McLaren were stripped of their 2007 constructors' points on Thursday and fined a record $100 million after a hearing into a spying controversy. The decision effectively handed that championship to Ferrari.
However, drivers' championship leader Lewis Hamilton and McLaren team-mate Fernando Alonso, were allowed to keep their points after the FIA wrote to them offering an immunity in return for providing evidence.
The 'spy saga' began in July when a 780-page dossier of Ferrari data was found at the home of now-suspended McLaren chief designer Mike Coughlan, who has been accused of receiving it from Ferrari's Nigel Stepney.
In a 15-page document released at the Belgian Grand Prix, the International Automobile Federation (FIA) said that while Hamilton had replied that he had no information to offer, Alonso and test driver Pedro de la Rosa had both submitted "highly relevant" e-mails.

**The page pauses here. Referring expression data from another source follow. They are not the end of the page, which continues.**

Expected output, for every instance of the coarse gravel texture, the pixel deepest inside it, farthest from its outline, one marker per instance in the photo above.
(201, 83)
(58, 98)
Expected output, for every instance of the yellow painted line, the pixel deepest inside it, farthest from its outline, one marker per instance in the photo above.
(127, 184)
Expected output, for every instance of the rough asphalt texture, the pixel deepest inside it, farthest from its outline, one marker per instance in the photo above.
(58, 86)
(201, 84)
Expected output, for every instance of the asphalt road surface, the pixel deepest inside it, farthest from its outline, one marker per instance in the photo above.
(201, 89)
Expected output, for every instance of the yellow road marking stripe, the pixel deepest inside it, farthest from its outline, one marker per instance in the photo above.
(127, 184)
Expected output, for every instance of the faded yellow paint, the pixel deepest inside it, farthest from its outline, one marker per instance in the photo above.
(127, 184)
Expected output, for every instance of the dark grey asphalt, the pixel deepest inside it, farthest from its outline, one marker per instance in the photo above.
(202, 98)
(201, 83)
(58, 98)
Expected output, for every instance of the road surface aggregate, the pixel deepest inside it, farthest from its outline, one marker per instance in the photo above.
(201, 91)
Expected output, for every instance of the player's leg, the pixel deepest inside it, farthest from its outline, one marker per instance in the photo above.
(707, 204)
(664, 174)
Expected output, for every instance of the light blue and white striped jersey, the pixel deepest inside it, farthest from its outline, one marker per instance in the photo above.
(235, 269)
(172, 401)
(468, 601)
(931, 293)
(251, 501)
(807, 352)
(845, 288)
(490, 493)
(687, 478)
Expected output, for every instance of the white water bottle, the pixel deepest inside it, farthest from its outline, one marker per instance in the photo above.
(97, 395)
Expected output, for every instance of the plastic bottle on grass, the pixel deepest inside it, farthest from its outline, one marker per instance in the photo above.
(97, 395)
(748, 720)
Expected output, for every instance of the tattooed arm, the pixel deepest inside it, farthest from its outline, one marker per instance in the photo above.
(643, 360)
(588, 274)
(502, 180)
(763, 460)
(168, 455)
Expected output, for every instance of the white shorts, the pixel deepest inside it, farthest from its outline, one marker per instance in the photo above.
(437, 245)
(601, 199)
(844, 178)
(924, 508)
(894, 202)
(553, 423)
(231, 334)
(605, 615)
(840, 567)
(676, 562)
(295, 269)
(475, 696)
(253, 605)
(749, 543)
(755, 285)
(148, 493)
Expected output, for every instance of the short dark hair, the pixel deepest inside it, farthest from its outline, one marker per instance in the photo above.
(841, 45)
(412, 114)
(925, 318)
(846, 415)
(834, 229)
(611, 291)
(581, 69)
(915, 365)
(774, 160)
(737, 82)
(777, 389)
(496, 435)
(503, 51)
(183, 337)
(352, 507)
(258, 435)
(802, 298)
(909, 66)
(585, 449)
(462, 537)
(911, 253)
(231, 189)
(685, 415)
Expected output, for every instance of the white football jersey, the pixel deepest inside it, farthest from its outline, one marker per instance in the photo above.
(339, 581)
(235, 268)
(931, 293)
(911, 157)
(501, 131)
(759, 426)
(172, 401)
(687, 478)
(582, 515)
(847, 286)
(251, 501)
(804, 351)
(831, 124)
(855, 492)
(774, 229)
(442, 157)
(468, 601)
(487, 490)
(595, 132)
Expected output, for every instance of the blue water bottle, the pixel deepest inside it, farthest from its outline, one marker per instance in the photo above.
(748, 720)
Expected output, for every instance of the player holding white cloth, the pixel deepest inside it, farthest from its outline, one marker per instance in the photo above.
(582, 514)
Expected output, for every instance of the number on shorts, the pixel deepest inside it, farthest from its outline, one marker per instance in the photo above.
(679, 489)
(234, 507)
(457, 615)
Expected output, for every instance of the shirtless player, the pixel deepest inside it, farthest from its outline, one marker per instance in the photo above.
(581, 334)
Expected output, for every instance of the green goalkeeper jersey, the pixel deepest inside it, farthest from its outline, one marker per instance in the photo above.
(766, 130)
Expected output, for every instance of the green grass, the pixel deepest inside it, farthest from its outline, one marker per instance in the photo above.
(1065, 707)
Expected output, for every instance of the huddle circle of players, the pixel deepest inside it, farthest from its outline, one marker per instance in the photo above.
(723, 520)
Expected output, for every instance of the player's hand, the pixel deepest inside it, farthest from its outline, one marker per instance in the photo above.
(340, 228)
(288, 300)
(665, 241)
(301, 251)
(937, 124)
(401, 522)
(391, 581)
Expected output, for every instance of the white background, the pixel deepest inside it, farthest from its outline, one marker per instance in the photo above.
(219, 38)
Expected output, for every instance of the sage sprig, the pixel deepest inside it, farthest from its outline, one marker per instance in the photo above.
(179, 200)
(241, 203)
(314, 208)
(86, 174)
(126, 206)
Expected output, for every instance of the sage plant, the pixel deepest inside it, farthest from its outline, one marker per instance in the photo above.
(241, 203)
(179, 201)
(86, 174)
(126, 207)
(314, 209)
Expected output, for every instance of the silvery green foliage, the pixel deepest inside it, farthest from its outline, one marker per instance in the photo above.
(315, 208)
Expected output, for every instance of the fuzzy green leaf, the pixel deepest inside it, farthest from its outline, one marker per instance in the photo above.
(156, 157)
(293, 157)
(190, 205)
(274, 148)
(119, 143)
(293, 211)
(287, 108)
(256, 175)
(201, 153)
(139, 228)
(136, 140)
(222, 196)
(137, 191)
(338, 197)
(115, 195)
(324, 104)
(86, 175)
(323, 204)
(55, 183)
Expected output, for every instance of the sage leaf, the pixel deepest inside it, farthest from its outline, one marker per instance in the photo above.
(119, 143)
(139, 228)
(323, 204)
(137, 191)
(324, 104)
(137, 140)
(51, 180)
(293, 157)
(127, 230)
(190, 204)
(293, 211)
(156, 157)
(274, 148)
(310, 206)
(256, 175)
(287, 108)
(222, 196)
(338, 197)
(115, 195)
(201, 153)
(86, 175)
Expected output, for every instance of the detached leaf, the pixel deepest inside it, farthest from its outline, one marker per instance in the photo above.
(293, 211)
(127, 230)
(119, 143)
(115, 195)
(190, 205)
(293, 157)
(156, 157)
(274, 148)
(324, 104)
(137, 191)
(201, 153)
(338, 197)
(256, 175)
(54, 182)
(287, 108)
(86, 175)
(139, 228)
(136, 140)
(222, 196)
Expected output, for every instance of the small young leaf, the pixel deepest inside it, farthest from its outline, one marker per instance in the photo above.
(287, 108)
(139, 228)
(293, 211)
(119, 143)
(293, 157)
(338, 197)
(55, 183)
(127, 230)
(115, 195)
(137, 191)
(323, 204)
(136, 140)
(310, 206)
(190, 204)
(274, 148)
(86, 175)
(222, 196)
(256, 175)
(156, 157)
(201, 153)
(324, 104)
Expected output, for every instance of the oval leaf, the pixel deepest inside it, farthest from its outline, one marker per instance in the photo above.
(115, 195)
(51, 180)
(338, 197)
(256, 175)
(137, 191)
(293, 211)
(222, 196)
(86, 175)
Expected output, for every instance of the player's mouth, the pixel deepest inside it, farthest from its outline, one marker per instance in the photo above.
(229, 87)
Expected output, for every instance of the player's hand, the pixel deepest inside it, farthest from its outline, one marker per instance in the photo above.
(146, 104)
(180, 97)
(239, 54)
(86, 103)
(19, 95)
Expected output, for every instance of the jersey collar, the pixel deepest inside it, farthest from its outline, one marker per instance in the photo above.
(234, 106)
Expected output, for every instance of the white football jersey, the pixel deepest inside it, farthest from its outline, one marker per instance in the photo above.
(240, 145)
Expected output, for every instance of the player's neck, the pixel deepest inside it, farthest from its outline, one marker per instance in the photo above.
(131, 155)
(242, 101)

On April 12, de la Rosa e-mailed Coughlan asking for details of Ferrari's braking system.
The FIA said an analysis by Italian police of telephone, SMS and e-mail contacts between Stepney and Coughlan had also been submitted by Ferrari to the meeting of its World Motor Sport Council.This, it said, strongly indicated that "the transmission of confidential Ferrari information from Stepney to Coughlan was not limited to the 780-page dossier" and far greater than had thought at an initial WMSC hearing in July.

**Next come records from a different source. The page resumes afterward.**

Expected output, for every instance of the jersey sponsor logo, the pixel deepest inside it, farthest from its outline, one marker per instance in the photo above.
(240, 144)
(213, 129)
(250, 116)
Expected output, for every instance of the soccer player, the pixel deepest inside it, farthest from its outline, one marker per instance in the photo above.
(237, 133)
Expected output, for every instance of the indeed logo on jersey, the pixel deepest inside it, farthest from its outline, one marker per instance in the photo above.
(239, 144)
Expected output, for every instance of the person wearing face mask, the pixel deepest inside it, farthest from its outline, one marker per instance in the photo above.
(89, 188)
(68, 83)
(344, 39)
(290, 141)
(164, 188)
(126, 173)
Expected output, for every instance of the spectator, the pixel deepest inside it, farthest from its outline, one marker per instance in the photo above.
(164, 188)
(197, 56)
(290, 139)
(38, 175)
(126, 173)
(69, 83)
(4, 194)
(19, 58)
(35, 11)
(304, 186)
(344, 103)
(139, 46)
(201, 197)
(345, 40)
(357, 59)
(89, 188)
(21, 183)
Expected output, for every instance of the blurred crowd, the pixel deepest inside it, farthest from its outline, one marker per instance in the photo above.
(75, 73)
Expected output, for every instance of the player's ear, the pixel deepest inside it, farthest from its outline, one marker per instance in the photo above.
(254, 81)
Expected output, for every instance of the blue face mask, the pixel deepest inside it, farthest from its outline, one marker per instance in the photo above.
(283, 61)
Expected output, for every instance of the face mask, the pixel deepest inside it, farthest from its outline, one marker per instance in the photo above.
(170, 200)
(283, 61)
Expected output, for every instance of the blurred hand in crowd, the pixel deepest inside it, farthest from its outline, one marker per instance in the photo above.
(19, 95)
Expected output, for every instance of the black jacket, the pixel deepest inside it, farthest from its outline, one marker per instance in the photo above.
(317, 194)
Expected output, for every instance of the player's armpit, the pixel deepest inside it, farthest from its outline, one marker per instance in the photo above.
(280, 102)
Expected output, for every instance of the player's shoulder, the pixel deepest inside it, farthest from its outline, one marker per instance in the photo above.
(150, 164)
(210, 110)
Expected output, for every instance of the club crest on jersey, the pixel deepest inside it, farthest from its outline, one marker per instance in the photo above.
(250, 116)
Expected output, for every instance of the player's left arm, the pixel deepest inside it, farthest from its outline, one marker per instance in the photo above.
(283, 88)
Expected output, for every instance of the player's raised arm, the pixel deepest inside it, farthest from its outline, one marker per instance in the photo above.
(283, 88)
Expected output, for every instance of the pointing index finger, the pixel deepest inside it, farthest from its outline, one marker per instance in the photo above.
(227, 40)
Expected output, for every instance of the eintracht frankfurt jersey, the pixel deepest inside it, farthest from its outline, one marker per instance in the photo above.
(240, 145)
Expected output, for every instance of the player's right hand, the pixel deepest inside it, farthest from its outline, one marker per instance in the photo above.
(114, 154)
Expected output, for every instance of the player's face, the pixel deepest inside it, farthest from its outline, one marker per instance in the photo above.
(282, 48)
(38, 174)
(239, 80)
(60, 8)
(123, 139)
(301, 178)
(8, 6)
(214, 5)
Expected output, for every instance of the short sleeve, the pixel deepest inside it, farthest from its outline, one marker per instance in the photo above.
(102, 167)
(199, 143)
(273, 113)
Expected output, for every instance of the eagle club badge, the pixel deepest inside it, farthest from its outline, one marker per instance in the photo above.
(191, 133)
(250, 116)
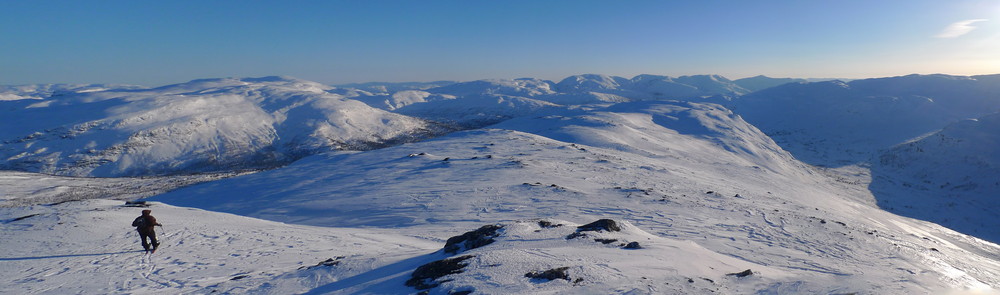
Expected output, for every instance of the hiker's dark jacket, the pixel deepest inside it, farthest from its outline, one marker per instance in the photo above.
(147, 225)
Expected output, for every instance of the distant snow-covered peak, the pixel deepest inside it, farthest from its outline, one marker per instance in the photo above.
(525, 87)
(590, 83)
(202, 125)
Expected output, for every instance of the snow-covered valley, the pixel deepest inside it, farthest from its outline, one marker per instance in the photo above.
(687, 194)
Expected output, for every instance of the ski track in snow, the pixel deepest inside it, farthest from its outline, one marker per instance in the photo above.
(705, 193)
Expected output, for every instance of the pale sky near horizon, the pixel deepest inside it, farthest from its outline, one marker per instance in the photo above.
(158, 43)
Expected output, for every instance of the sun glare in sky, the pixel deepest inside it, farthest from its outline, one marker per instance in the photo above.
(358, 41)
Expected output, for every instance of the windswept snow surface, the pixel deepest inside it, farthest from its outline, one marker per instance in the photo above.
(951, 177)
(761, 82)
(837, 123)
(26, 189)
(740, 197)
(703, 194)
(88, 247)
(202, 125)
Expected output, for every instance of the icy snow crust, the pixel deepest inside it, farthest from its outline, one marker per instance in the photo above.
(202, 125)
(701, 195)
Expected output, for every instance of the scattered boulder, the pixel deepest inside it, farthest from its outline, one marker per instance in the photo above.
(605, 241)
(603, 224)
(741, 274)
(425, 276)
(136, 204)
(473, 239)
(548, 275)
(327, 262)
(548, 224)
(23, 217)
(600, 225)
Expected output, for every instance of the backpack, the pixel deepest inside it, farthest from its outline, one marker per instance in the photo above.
(139, 222)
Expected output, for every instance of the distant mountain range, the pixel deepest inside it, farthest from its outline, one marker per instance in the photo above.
(592, 184)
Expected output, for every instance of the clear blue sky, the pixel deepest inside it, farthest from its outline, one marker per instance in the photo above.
(162, 42)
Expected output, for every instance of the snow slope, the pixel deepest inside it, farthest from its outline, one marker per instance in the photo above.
(761, 82)
(202, 125)
(703, 194)
(42, 91)
(88, 247)
(951, 177)
(838, 123)
(743, 199)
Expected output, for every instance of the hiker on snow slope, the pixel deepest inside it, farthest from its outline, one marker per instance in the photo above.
(144, 225)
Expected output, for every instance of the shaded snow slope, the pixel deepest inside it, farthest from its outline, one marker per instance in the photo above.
(951, 177)
(646, 87)
(202, 125)
(761, 82)
(686, 185)
(42, 91)
(88, 247)
(836, 123)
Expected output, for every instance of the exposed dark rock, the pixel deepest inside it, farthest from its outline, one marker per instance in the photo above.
(633, 245)
(605, 241)
(741, 274)
(548, 275)
(425, 276)
(473, 239)
(603, 224)
(136, 204)
(547, 224)
(327, 262)
(23, 217)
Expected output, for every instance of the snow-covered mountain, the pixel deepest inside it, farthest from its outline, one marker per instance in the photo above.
(836, 123)
(202, 125)
(761, 82)
(951, 177)
(593, 185)
(646, 87)
(41, 91)
(681, 171)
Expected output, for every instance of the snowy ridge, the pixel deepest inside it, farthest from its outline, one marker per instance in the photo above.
(761, 82)
(838, 123)
(203, 125)
(42, 91)
(596, 185)
(779, 214)
(953, 170)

At that first hearing, McLaren escaped punishment because of insufficient evidence that they had benefited from the information.The governing body said Italian police had subsequently found that a total of 288 SMSes and 35 telephone calls appeared to have passed between Coughlan and Stepney during the period from March 11 to July 3. The FIA found that de la Rosa had requested and received secret Ferrari information and shared it with Alonso.